Page Number (Original) 302

Paragraph Numbers 147 to 153

Volume 5

Chapter 7

Subsection 22

■ PREVENTION OF ATROCITIES

147 If the above descriptions of motives and explanations have merit, then steps towards prevention of future atrocities are quite clear. If political circumstances – literally power arrangements in a social order – constitute the primary explanation, such circumstances must be changed. In South Africa this has already been effected. The dramatic changes which have ushered in the new principles of democracy, non-racialism, non-sexism, and equal opportunity citizenship in a unified state are major steps in the right direction. However, until real economic inequalities are eliminated, until equal opportunities become feasible realities, such noble ideas and principles remain under partial threat.

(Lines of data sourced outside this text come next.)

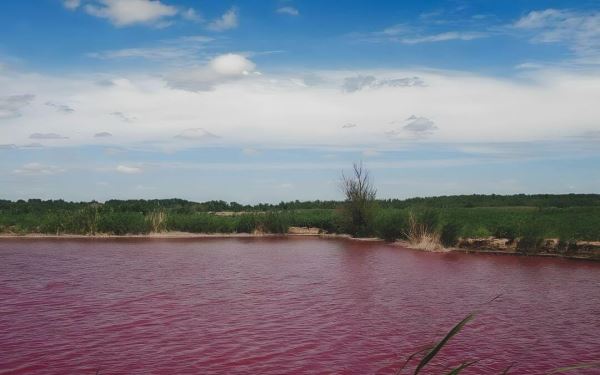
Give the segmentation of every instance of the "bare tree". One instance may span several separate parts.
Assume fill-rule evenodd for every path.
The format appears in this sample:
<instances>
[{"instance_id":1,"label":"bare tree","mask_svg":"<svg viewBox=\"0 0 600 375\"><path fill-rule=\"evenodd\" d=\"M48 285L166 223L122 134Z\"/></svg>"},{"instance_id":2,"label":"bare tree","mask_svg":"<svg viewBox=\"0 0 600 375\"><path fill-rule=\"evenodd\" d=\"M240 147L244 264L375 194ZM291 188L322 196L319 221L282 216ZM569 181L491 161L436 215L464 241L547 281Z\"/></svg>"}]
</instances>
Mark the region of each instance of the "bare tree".
<instances>
[{"instance_id":1,"label":"bare tree","mask_svg":"<svg viewBox=\"0 0 600 375\"><path fill-rule=\"evenodd\" d=\"M340 181L346 196L348 231L352 235L367 235L373 220L377 190L362 162L354 163L352 167L352 175L346 176L342 172Z\"/></svg>"}]
</instances>

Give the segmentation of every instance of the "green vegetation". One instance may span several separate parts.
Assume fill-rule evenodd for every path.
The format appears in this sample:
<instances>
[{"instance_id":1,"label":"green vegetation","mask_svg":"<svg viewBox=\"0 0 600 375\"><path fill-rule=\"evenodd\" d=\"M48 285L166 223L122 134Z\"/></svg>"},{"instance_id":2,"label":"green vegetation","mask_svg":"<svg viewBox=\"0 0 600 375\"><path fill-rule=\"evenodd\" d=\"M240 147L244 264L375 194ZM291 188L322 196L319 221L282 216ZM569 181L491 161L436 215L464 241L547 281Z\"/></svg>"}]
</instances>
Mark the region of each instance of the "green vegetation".
<instances>
[{"instance_id":1,"label":"green vegetation","mask_svg":"<svg viewBox=\"0 0 600 375\"><path fill-rule=\"evenodd\" d=\"M500 206L500 202L507 206ZM600 195L594 194L376 200L362 206L367 207L367 213L356 215L357 222L348 220L352 215L348 215L346 204L296 201L245 206L235 202L195 203L181 199L105 203L0 200L0 232L285 233L290 226L300 226L393 241L410 235L412 217L412 225L437 233L445 246L453 245L459 237L522 238L519 250L529 253L535 252L542 238L561 239L559 247L564 251L568 251L575 240L600 240ZM215 214L220 211L230 212L227 216Z\"/></svg>"}]
</instances>

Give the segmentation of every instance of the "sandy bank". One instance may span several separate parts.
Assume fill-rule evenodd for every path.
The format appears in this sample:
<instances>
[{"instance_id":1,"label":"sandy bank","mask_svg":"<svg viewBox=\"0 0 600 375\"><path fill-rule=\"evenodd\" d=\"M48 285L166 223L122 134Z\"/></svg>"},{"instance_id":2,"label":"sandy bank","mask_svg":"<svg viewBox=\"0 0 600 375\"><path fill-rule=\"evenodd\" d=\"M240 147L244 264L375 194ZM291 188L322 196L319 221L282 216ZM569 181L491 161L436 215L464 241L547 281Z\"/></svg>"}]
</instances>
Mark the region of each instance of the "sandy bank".
<instances>
[{"instance_id":1,"label":"sandy bank","mask_svg":"<svg viewBox=\"0 0 600 375\"><path fill-rule=\"evenodd\" d=\"M111 234L94 234L94 235L79 235L79 234L41 234L41 233L0 233L0 239L202 239L202 238L268 238L268 237L321 237L321 238L343 238L352 241L372 241L383 242L380 238L357 238L348 234L332 234L323 233L318 228L300 228L291 227L286 234L273 233L189 233L189 232L162 232L148 234L127 234L127 235L111 235ZM553 241L553 240L548 240ZM548 242L548 244L551 242ZM572 259L588 259L600 260L600 242L577 242L581 249L573 253L560 253L557 251L556 244L550 246L546 244L543 251L535 254L523 254L516 250L515 246L507 245L505 239L485 238L485 239L462 239L457 247L441 248L430 252L441 253L480 253L480 254L496 254L496 255L530 255L544 256L555 258L572 258ZM392 244L399 248L411 250L428 251L415 246L408 241L396 241Z\"/></svg>"}]
</instances>

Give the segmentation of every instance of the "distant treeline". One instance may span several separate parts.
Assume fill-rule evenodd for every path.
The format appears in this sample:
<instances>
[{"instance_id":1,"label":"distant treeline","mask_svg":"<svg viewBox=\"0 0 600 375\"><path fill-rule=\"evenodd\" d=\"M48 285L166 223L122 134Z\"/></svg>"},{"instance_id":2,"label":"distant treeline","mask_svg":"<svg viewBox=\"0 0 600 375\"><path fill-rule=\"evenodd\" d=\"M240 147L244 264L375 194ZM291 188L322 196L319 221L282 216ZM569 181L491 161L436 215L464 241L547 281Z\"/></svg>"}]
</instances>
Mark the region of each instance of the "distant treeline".
<instances>
[{"instance_id":1,"label":"distant treeline","mask_svg":"<svg viewBox=\"0 0 600 375\"><path fill-rule=\"evenodd\" d=\"M461 195L377 200L368 223L356 229L344 202L308 201L241 205L182 199L0 200L0 232L47 234L286 233L290 226L329 233L406 238L415 225L451 246L459 237L600 240L600 195ZM233 211L219 215L216 212Z\"/></svg>"},{"instance_id":2,"label":"distant treeline","mask_svg":"<svg viewBox=\"0 0 600 375\"><path fill-rule=\"evenodd\" d=\"M166 210L173 213L192 212L256 212L306 209L335 209L343 204L342 201L289 201L258 203L245 205L237 202L213 200L202 203L184 199L129 199L109 200L104 203L68 202L64 200L29 199L9 201L0 200L0 213L28 213L61 210L78 210L88 206L99 205L113 212L148 213ZM474 208L474 207L600 207L600 194L515 194L515 195L453 195L410 199L378 199L380 208Z\"/></svg>"}]
</instances>

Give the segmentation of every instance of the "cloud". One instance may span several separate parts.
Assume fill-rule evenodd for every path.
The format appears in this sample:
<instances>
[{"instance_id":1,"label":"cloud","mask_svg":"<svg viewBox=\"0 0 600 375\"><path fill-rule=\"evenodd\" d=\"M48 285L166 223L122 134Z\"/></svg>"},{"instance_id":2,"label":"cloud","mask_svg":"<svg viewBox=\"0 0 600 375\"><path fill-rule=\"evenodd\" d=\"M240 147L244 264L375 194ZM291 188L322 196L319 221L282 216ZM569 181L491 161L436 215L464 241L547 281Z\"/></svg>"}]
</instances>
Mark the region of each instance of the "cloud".
<instances>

148 As an important first step towards the prevention of future possibilities of crimes of obedience, the South African Constitution states in Chapter 11, section 199, that:

The security services must act, and must teach and require their members to act, in accordance with the Constitution and the law.
No member of any security service may obey a manifestly illegal order.

149 If secrecy and silence and clandestine organisations provide fertile ground for evil deeds, then solutions lie in open, transparent and accountable social institutions. Since security forces, private armies and vigilante groups constitute particular sites of recruitment, training, propaganda and promotion of violence, these sites demand special scrutiny. Open scrutiny by the public seems the most powerful rehabilitation device. Freedom of the mass media, academic freedom, and the role of civil society as watchdogs are all vital.

150 Since ideologies, discourses and language codes are the constituent grounds for social identities of difference, disparagement and disgust and for inter-group cleavages based on hostility, resentment, suspicion and revenge, these factors demand sharp vigilance and radical change. The various Commissions recently established provide a good start. The vigorous promotion of a culture of human rights, of equality and mutual respect in every sector, is of paramount importance. Particular attention needs to be given to language codes that promote, quite subtly, images of hatred, distance and disparagement between groups.

151 Obedience to authorities, compliance with group norms and the power of the immediate situation were all identified as dangers. Encouragement of dissent, the power of minor influence and the promotion of dialogue, negotiation and multi-vocality all constitute steps toward prevention.

152 If crowds are a potential seedbed for violence, they require adequate channels for expressing voice and opening dialogue. The new Regulation of Gatherings Act is a vast improvement. This Act will require further education and promotion to establish freedom of association, the right of protest and effective channels for dialogue as part of the daily bread of the fledgling democratic order.

153 These few ideas, neither too lengthy nor too cumbersome, would seem to be but a limited burden to effect the future prevention of atrocities.